Computer modeling shows new antiviral drug effective in treating COVID-19: Aussie research
A new antiviral drug has been proved effective in blocking COVID-19 in a computer modeling by researchers from Monash University.
They conducted extensive modeling of alpha-ketoamide 13b on a supercomputer, and found it has the ability to stop the replication of the novel coronavirus that causes COVID-19.
Monash University senior research fellow Tom Karagiannis told Xinhua that alpha-ketoamide 13b bound tightly to the active site of the viral main protease, which is responsible for cleaving viral proteins inside cells.
"By blocking the active site of the protease with alpha-ketoamide 13b you can inhibit viral replication," Karagiannis explained.
"The modeling showed that the binding was stable for prolonged simulation times."
Alpha-ketoamide 13b is a new and improved compound based on ketoamide compounds investigated by Professor Rolf Hilgenfeld's team in Germany following the SARS outbreak in 2003.
"This particular compound has improved qualities for administration to humans," Karagiannis said.
The research paper has been published in the Computational Biology Chemistry Journal.
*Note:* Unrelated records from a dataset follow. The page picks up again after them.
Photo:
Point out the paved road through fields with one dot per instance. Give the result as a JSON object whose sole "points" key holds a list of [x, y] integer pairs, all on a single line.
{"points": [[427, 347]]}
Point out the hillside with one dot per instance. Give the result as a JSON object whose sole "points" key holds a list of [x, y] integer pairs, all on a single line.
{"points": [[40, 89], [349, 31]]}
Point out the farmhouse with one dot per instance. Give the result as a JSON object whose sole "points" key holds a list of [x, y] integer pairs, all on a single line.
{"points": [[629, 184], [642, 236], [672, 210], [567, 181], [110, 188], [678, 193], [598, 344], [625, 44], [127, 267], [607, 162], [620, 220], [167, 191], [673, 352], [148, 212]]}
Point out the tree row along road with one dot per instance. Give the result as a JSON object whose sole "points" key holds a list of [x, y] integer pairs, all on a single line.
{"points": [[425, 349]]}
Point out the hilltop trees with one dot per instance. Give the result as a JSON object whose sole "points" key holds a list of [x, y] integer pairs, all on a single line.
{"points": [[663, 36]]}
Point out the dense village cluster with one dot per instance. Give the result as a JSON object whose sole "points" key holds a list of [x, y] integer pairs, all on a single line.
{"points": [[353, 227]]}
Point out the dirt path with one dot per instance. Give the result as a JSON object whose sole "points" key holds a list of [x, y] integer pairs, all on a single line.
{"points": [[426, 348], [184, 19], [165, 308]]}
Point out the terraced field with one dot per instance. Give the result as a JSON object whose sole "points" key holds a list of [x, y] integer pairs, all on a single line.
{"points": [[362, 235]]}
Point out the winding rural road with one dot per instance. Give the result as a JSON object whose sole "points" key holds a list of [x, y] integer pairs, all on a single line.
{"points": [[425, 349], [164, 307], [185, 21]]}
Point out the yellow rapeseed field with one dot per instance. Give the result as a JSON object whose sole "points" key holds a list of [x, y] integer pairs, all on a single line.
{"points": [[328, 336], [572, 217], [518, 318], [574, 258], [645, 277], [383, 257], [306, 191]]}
Karagiannis said German researchers have already shown alpha-ketoamide works in cell culture and there is hope that it may be effective by inhalation.
Meanwhile, Karagiannis and his team will keep on verifying promising new drugs.
"We are focused on the computational modeling aspects at the moment, and we plan to continue confirming and hopefully, identifying compounds with potential antiviral effects," he said.
"We have a comprehensive database of compounds that we can model against various antiviral targets."